Chris
Chris Software engineer. WePay, LinkedIn, PayPal. Co-author Apache Samza, PMC Apache Airflow.

Kafka Consumer Memory Tuning

Kafka Consumer Memory Tuning

Yesterday, I had a process that was consuming a single Kafka topic. I was running it in our “staging” environment, and everything worked great. My heap space for the process was set to 512 megabytes (-Xmx512M). When I moved this process to production, my process would fail with an out of memory exception. I was seeing:

java.lang.OutOfMemoryError: Java heap space
BoundedByteBufferReceive [ERROR] OOME with size 4800026
java.lang.OutOfMemoryError: GC overhead limit exceeded
FetcherRunnable [ERROR] error in FetcherRunnable

Let’s review what happened, and how to fix it.

WARNING: This is for the legacy Java Kafka consumer.

Buffers

When you create a Kafka consumer, you first instantiate a Kafka connector (ConsumerConnector.scala). Then, you create multiple threads that feed off of one or more topics:

// create 4 partitions of the stream for topic "test", to allow 4 threads to consume
Map<String, List<KafkaStream<Message>>> topicMessageStreams = 
    consumerConnector.createMessageStreams(ImmutableMap.of("test", 4));
List<KafkaStream<Message>> streams = topicMessageStreams.get("test");

Internally, Kafka creates a buffer for each thread attached to the ConsumerConnector. In this case, there are four threads, and therefore four buffers. These buffers, which are queues, are populated asynchronously until they are “full”. When your code reads from a stream, Kafka dequeues from the stream/thread’s queue, and gives you a message.

The best place to follow me is on my mailing list. Get new posts and recommended reading every Friday.

Tuning memory usage

Two important questions arise from this:

  • When are the queues full?
  • What are the queues populated with?

A queue is full when it reaches the configured maximum queue size (queuedchunks.max). That is, if queuedchunks.max=10, then the queue will be full when 10 objects are in it.

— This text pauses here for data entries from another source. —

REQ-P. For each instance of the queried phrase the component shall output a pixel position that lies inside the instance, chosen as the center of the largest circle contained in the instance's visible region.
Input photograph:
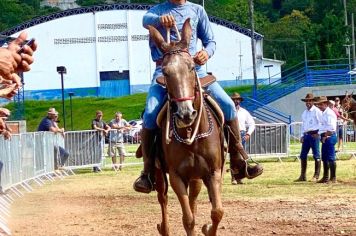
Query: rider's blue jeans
(310, 142)
(157, 95)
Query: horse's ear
(157, 38)
(186, 33)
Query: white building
(105, 51)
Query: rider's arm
(205, 33)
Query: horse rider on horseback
(166, 15)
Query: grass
(84, 109)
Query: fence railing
(31, 156)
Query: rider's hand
(25, 59)
(167, 21)
(201, 57)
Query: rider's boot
(144, 183)
(238, 165)
(332, 165)
(303, 169)
(317, 170)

This leads me to question number two: What are these objects that the queue is populated with? It turns out, they are not messages. Instead, they are fetched byte buffers that contain multiple messages. The size of these byte buffers is determined by the configuration parameter: fetch.size.

So, to calculate how much memory your consumer is going to take, you have to use this formula:

(number of consumer threads) * (queuedchunks.max) * (fetch.size)

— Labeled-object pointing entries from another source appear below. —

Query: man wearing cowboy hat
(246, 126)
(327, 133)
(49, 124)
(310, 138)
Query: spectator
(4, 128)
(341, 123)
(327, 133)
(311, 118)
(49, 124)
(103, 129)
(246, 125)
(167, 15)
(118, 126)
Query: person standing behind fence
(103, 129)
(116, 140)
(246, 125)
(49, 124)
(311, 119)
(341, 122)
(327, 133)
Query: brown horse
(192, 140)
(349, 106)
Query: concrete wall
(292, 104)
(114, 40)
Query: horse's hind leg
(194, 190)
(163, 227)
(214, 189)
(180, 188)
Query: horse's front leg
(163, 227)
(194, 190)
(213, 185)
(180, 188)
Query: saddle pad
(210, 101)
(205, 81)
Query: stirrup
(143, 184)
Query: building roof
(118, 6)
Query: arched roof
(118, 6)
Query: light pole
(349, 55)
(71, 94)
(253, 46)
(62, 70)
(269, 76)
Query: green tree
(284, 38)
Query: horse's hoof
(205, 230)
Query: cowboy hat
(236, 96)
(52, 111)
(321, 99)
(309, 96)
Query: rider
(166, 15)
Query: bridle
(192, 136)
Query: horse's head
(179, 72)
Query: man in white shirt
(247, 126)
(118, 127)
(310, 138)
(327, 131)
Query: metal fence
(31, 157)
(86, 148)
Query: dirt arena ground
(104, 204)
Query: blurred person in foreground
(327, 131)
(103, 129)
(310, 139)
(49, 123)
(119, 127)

For example, if you have 24 threads, a max queue size of 10, and a fetch.size of 1.2 megabytes, your consumer is going to take 288 megabytes of heap space (24 threads * 10 fetches * 1.2 megabytes/fetch) if all queues are full.

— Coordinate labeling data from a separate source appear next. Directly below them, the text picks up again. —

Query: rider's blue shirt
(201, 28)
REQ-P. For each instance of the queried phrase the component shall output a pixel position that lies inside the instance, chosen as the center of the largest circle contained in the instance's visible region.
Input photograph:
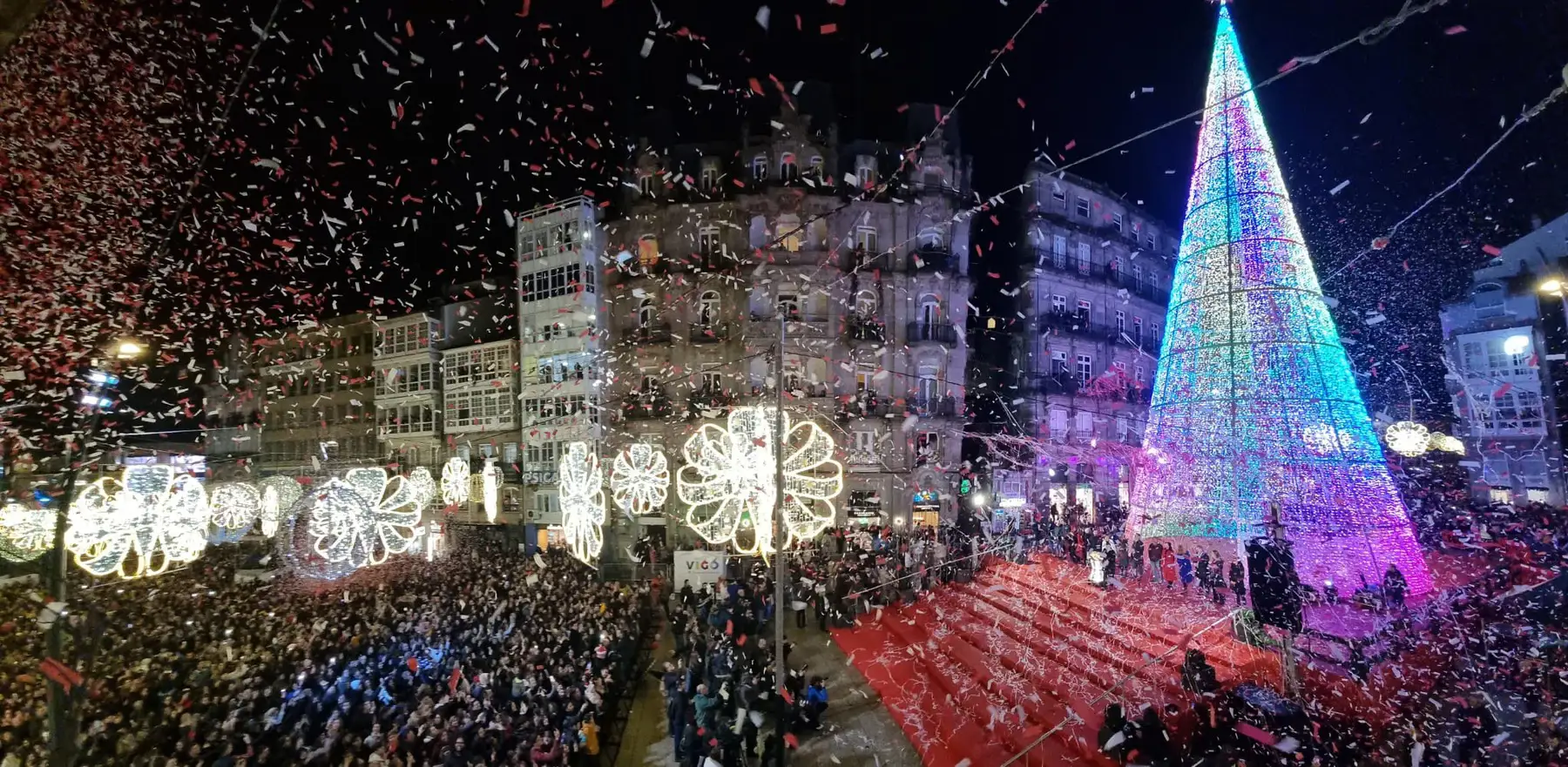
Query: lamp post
(62, 702)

If you run out of space, you have a few options: increase heap space, reduce your consumer threads, or lower your fetch size or max queue size. Obviously, different tunings have different affects on your throughput. With fewer buffers, or fewer fetches per queue, you might negatively impact your throughput.

What happened to my process?

The number of threads in my process was dependent on how many partitions the topic had that I was consuming from. When I moved from staging to production, the Kafka cluster I was consuming from had far more brokers, and far more partitions per topic. As a result, the memory footprint of my process drastically changed. I went from 22 threads to 32, which changed my heap usage from 264 megabytes to 384 megabytes. This was enough to set my process’ total memory usage over 512 megabytes, which caused the out of memory exceptions.